Si la primera parte del libro está abrazada por lo filiativo, la segunda, Del arte y sus matices, es el espacio de lo afiliativo. Aparecen aquí las afinidades electivas: los amigos, los artistas admirados, los maestros guías. Son poemas que celebran los lazos de afecto, la maravilla de saberse en comunidad, las pérdidas, las alegrías, la complicidad. Es también la parte del libro donde mejor se explicita la voz de los maestros y los ecos de una estirpe literaria en la que la propia escritora se reconoce, proliferando la citación, la referencia, el intertexto, la sobrescritura o la imitación.

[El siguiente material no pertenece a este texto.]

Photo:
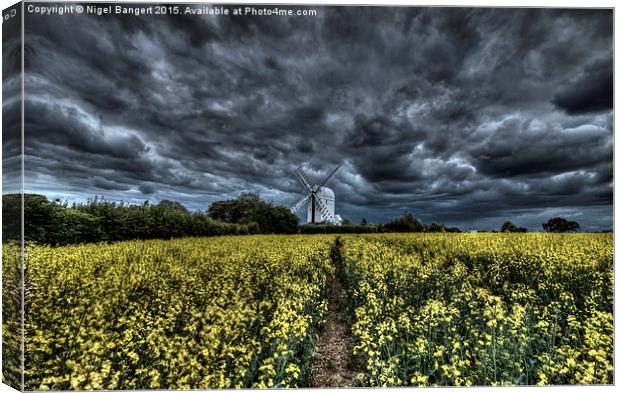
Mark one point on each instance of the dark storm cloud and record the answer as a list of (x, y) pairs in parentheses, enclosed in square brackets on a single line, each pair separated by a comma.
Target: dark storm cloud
[(462, 116), (591, 92)]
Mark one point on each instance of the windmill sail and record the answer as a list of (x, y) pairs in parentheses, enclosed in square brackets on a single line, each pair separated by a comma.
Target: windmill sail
[(320, 199)]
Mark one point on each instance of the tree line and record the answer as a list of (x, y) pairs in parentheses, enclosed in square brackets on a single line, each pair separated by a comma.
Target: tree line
[(99, 220)]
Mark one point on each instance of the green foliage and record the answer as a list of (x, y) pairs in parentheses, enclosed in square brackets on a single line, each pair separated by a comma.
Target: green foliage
[(51, 222), (250, 210), (510, 227), (406, 223), (559, 224)]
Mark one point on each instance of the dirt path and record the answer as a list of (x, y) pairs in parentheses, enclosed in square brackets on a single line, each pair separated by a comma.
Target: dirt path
[(334, 365)]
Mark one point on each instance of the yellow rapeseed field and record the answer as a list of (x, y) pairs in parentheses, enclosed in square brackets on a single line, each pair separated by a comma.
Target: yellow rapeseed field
[(482, 309), (245, 311), (191, 313)]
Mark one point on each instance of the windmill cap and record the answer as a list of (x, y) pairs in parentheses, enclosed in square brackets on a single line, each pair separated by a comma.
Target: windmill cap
[(325, 192)]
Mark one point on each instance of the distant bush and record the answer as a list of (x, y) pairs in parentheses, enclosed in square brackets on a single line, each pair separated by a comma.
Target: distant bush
[(55, 223), (250, 210)]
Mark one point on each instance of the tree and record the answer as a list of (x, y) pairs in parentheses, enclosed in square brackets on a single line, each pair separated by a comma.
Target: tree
[(510, 227), (406, 223), (559, 224), (249, 209)]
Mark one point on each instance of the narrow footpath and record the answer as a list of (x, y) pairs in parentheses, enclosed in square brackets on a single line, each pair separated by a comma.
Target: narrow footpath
[(334, 365)]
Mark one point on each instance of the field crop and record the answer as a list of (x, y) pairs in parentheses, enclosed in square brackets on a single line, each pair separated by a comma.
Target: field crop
[(245, 311), (481, 309), (190, 313)]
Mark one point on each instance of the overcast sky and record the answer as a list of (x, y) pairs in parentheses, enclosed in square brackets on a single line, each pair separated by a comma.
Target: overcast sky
[(466, 117)]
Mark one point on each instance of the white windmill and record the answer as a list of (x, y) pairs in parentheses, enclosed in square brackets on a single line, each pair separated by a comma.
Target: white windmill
[(321, 200)]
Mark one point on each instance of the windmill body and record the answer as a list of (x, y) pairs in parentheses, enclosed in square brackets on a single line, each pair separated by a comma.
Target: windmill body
[(326, 195), (320, 199)]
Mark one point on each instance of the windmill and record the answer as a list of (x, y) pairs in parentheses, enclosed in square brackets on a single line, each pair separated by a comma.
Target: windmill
[(320, 199)]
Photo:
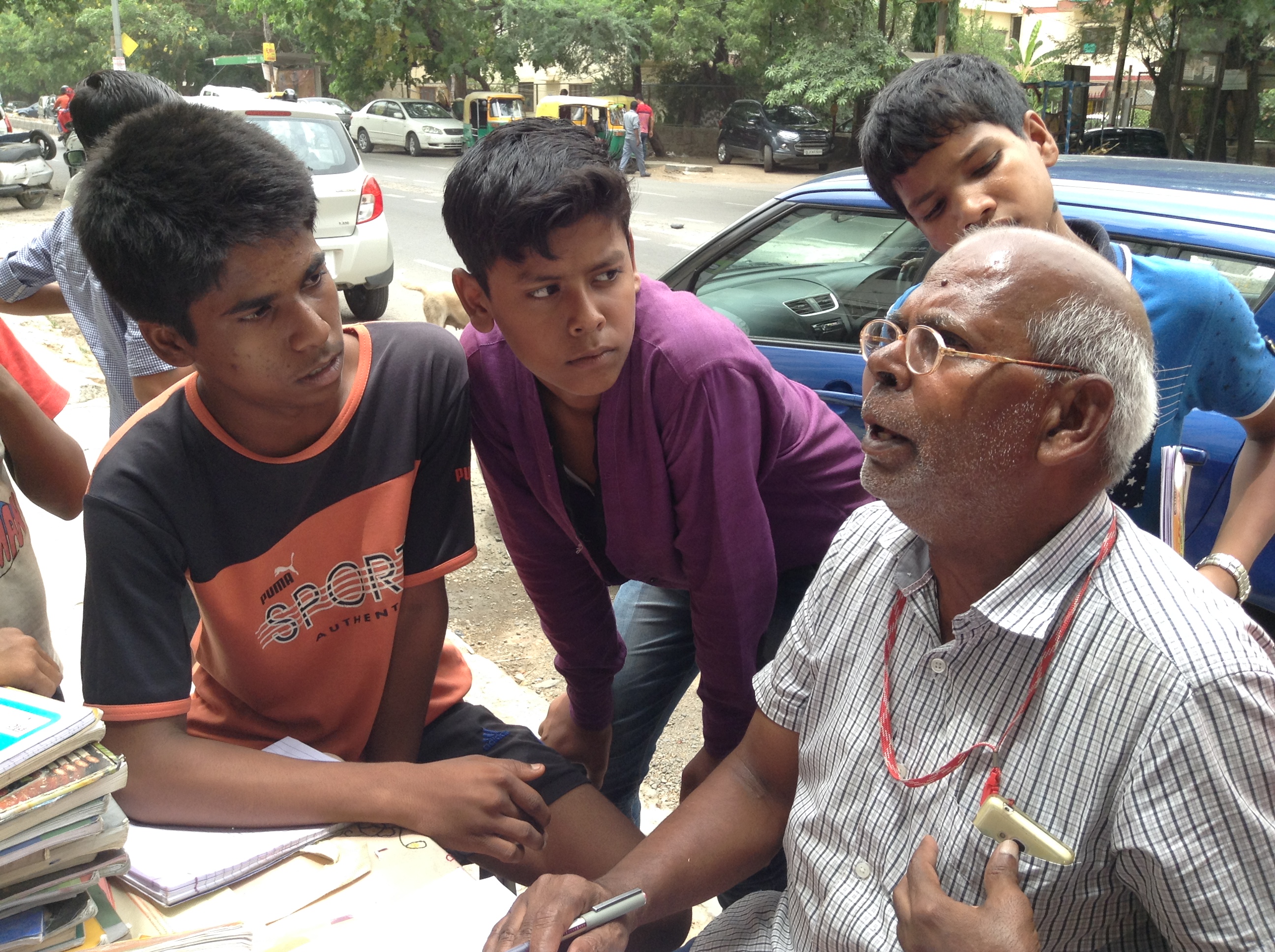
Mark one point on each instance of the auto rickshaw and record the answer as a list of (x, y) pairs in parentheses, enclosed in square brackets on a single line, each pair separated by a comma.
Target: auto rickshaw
[(605, 119), (485, 110)]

Edward Said (1983) distinguía la naturaleza de las relaciones de filiación y de afiliación en la constitución de una tradición. Si la primera, nos dice Said, pertenece al dominio de la naturaleza, la segunda pertenece al dominio de la cultura. La filiación implica pertenecer a una comunidad prefijada, mientras que la afiliación, concepto no biológico, no esencialista, tiene que ver con conexiones entre culturas, entre tradiciones, entre textos, es siempre electiva, compensatoria, creativa y desalienante. Desde esa perspectiva, podemos pensar tradiciones literarias que escapan al modelo filiativo instituido por el canon y reproducido por una historiografía literaria tradicional, estirpes que se articulan por otros caminos afiliativos, escritores que se conectan a otros sin aparente vínculo temporal, espacial o lingüístico, autores que consiguen en su obra un encuentro único con sus ancestros literarios, sus espectros, sus modelos, y dialogan con ellos trazando sorprendentes genealogías artísticas e intelectuales. En esos artistas se fusionan la filiación biológica y las afinidades electivas o afiliativas.
Reconozco en Iturralde ese tipo de tejido afiliativo. Diría, inclusive, que la escritora ha armado con minuciosidad y paciencia una genealogía para su propia obra, aproximando en sus libros a autores de diferentes épocas y series literarias, a través de finos ejercicios intertextuales, palimpsestos, sobreescrituras; recuperando huellas, colectando residuos, cosiendo los hilos que ligan esos residuos y articulando con esos fragmentos toda una genealogía literaria. Hay en su poesía huellas de San Juan de la Cruz, asomos de Quevedo, aproximaciones a la Mistral o a Darío, una presencia siempre tutelar de José Marti y Lezama Lima, al tiempo que diálogos profundos con sus contemporáneos cubanos. Imagino sus libros serenamente depositados en una biblioteca de clásicos, pero una biblioteca de tipo relacional, cuyos estantes no se clasifican por nombre, nacionalidad o época, sino que aproximan con naturalidad afiliativa a escritores de una vena común, trascendiendo cronologías y territorios.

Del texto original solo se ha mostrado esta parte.